As you can see here, the larger framebuffer of the 980 Ti means that more of the graphics elements are stored in vRAM, where the smaller framebuffer of the Fury requires elements to swap in and out of system memory. While it appears that the 980 Ti is using more (v)RAM it is because it is less reliant upon system memory.
which is 9x faster than GDDR5, thus allowing a Fury with "only" 4GB of RAM to outperform a 980Ti with 6GB of RAM once you get up to the high resolutions like 4K. As HBM manages memory in a different and more efficient way, not as much of it is required to maintain performance.
That isn't what is actually happening. As resolution/texture computation increases the Fury's greater texture unit (TAU or TMU) count is coming into play. Fiji has 256 TMUs ( 268.8 GTexels/sec), while the 980 Ti has 176 TMUs ( 176 GTexels/sec @ base clock, 189.4 GTex/sec @ average boost). Likewise, at lower resolutions the Fury suffers in comparison to the 980 Ti because the TAU/TMUs aren't the limiting factor, the raster back end is - and Fiji is lacking in ROPs ( 64 compared to GM200's 96 - and each of Fiji's ROPs service a greater number of ALUs (cores)).
And umm...If a 980Ti performs worse than the FuryX with 50% more RAM, and the Titan with 200% more RAM, then why on earth would you think that 8GB would somehow, miraculously be better or interpret that from what I wrote? Here's a spoiler alert for you..."The 390 DOESN'T have HBM, genius", which I thought a "TS Enthusiast - Programmer - VRAM expert" would know, but apparently, my instincts were correct and you have no idea what you're talking about.
It has nothing to do with memory type or capacity (
and please quit the insults and double posting while you are at it). Adding vRAM capacity is only beneficial if the smaller capacity it is being compared to is saturated - I.e. hi res texture packs could choke a 4GB card, but sit comfortably in an 8GB equipped card. Excepting fairly rare instances like this, very high resolutions, or downsampling/full screen AA. It isn't much of an issue. Your assertion that internal bandwidth is a defining factor is just straight out wrong. Very few modern high end GPUs are bandwidth starved.
The real reason that the (stock) 980 Ti performs worse than the Fury X at 4K
The 980 Ti has 45% less TMUs
The 980Ti has 45% less cores
The reason that the 980 Ti performs better at lower resolutions:
The 980 Ti has 50% more ROPs
To that you can add a plethora of other variables including how each architecture handles tessellation, compression/decompression algorithms and how each architecture is impacted by uncompressible content.

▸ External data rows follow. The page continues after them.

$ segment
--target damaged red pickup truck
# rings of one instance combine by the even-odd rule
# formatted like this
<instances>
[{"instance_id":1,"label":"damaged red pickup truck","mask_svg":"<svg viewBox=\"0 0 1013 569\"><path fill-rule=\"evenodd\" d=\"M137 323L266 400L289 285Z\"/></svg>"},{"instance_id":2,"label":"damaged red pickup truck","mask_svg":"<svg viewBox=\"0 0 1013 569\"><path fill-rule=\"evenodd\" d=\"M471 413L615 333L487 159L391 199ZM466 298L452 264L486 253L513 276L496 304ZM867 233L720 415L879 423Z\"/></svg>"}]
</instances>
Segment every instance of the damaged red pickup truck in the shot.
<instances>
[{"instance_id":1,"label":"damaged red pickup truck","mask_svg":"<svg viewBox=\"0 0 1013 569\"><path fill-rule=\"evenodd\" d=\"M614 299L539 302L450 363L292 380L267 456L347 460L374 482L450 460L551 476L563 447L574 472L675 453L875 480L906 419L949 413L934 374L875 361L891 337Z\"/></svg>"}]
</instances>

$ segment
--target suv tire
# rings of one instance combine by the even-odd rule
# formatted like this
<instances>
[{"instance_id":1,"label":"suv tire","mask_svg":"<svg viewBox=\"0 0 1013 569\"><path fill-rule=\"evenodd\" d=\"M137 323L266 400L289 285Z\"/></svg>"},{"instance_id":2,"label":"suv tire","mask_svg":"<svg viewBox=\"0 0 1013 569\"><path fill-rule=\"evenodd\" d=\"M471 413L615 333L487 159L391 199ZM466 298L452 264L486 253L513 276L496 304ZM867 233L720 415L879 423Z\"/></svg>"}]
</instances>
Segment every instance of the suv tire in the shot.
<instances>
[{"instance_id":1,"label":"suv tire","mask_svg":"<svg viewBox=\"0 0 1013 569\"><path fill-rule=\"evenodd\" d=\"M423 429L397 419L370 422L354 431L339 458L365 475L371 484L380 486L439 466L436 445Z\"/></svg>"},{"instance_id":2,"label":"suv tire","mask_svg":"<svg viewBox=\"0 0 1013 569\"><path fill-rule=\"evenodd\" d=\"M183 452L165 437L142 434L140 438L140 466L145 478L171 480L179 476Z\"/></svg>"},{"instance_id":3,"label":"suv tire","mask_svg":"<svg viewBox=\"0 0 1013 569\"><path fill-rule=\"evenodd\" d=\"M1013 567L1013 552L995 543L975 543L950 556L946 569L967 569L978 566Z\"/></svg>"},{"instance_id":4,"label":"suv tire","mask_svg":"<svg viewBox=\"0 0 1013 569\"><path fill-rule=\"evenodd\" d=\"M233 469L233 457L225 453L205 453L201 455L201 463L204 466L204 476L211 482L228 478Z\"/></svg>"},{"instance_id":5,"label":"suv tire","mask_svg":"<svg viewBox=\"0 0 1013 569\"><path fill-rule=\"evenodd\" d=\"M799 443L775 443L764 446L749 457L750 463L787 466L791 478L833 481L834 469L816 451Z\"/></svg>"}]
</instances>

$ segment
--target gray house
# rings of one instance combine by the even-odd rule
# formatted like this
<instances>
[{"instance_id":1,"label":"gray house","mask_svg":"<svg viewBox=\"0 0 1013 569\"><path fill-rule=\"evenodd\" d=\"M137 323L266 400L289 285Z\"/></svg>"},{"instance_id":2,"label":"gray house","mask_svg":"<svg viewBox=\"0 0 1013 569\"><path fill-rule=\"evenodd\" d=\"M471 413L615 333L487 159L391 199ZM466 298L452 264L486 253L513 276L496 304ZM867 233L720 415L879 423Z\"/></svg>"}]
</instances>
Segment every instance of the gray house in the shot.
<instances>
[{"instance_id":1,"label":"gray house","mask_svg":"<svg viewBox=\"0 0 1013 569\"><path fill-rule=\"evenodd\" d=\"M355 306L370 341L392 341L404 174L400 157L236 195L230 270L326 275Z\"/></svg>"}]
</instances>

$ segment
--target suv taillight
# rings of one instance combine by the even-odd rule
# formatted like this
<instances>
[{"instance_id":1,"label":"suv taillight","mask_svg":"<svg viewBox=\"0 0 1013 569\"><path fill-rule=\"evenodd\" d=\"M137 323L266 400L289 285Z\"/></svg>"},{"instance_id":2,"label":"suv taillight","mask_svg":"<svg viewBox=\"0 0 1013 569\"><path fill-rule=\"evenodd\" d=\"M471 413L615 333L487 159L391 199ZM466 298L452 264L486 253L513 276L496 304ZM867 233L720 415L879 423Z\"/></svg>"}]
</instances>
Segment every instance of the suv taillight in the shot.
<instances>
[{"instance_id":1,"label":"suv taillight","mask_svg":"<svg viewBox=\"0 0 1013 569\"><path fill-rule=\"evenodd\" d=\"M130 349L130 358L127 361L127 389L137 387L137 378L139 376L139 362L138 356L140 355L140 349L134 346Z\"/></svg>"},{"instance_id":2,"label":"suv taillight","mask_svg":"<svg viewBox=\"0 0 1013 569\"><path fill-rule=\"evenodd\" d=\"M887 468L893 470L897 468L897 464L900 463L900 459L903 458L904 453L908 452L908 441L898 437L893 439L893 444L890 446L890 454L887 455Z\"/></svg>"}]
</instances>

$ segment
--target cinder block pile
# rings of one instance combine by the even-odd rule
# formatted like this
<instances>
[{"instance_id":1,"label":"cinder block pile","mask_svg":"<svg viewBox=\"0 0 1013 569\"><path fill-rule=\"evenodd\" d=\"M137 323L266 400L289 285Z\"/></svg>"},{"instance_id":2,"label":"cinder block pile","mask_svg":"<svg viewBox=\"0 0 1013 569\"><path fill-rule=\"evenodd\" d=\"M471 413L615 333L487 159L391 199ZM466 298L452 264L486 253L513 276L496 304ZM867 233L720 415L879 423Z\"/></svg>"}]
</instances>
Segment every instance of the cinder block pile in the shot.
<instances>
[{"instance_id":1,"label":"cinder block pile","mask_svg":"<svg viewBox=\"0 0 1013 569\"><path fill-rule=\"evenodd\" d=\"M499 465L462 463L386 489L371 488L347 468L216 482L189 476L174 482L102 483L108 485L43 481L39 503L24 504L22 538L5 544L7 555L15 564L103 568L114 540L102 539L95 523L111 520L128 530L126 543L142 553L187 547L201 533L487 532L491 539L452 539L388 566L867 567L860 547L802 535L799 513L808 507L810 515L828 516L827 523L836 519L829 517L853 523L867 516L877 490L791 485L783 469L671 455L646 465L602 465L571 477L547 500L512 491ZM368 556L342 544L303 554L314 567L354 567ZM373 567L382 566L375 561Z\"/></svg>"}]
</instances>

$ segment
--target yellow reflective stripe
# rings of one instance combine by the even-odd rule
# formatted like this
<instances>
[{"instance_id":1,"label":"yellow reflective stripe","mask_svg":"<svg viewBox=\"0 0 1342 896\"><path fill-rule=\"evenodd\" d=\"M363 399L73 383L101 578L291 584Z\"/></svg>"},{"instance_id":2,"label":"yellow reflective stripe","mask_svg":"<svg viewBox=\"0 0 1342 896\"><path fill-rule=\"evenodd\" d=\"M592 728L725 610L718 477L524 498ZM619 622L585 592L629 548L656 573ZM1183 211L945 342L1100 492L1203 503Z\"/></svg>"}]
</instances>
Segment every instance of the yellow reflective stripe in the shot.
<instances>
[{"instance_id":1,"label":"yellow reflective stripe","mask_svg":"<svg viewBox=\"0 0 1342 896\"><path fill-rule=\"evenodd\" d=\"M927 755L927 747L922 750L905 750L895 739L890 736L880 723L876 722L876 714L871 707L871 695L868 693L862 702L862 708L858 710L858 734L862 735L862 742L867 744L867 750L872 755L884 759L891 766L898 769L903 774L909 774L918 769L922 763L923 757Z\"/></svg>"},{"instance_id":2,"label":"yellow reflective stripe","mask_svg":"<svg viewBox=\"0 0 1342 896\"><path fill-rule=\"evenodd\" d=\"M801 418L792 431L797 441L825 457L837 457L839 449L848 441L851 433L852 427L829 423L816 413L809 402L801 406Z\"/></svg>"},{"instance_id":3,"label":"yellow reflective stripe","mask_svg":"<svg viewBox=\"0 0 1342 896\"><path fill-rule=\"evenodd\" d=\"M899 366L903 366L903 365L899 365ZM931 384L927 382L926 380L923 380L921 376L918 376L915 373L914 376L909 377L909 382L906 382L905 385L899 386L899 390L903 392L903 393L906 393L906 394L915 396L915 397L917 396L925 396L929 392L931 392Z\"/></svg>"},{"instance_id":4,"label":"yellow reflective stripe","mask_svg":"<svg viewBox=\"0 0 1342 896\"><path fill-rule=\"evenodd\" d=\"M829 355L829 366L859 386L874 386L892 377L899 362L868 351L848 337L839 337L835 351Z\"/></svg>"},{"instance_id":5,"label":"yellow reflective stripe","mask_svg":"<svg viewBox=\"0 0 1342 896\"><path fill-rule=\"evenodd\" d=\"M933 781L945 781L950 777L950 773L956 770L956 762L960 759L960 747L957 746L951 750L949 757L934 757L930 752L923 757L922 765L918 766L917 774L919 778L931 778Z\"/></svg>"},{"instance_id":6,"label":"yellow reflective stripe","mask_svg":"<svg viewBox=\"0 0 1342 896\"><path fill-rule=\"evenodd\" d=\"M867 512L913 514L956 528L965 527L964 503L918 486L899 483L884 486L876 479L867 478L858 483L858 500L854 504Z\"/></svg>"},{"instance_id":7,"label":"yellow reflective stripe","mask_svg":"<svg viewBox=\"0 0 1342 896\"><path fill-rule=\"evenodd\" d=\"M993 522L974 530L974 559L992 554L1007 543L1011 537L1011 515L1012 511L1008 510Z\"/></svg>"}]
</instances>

One further note: If you are planning on being condescending and rude, it might pay to actually have the facts on your side. Your knowledge of vRAM/system RAM allocation and GPU architecture isn't very thorough to say the least. What you are presenting is misinformation and in many cases contradictory misinformation. Technical discussions are good, but plastering the thread with vendor specific marketing and assumptions based on little or no factual evidence does nothing to advance the dialogue.